Targum Pseudo-Jonathan on Exodus 35:28 continues the miraculous supply chain it began in the previous verse. The clouds of heaven returned, and went to the garden of Eden, and took from thence choice aromatics, and oil of olives for the light, and pure balsam for the anointing oil, and for the sweet incense.
Where Exodus 35:27 sent the clouds to the river Pishon for onyx, Exodus 35:28 sends them deeper — into Eden itself. The aromatics for the incense altar, the olive oil for the Menorah, and the balsam for the anointing oil were not sourced from wilderness flora or imported from distant markets. They were paradise-grade materials, retrieved by clouds that could cross the threshold ordinary humans could no longer cross.

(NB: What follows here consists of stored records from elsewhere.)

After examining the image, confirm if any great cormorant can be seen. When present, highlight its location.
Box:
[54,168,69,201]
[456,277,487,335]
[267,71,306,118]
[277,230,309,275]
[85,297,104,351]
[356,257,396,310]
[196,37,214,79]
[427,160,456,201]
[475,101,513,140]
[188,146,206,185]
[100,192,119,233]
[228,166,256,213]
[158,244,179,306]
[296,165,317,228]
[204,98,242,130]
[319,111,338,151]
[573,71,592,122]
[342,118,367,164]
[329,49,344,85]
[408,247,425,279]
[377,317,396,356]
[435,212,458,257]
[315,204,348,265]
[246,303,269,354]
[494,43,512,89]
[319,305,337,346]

The Targum's geography is theological. Ever since Adam's exile, Eden has been guarded by the cherubim and the flaming sword (Genesis 3:24). No human reenters. But the incense offered twice a day on the golden altar, and the oil that burned in the Menorah, and the oil that anointed Aaron as high priest — all of these came from behind that barrier. The clouds, as divine servants, could go where humans could not.
The rabbis used this image to argue that the Tabernacle was, in a real sense, a small Eden reinstalled in the camp of Israel. The fragrance that rose from the incense altar was literally the fragrance of the garden. The light of the Menorah was fed by oil pressed from trees that had once known paradise.
The takeaway: the Jewish sanctuary is not a substitute for Eden. It is a channel back to it. Every time the incense was lit, a breath of the original garden entered the camp.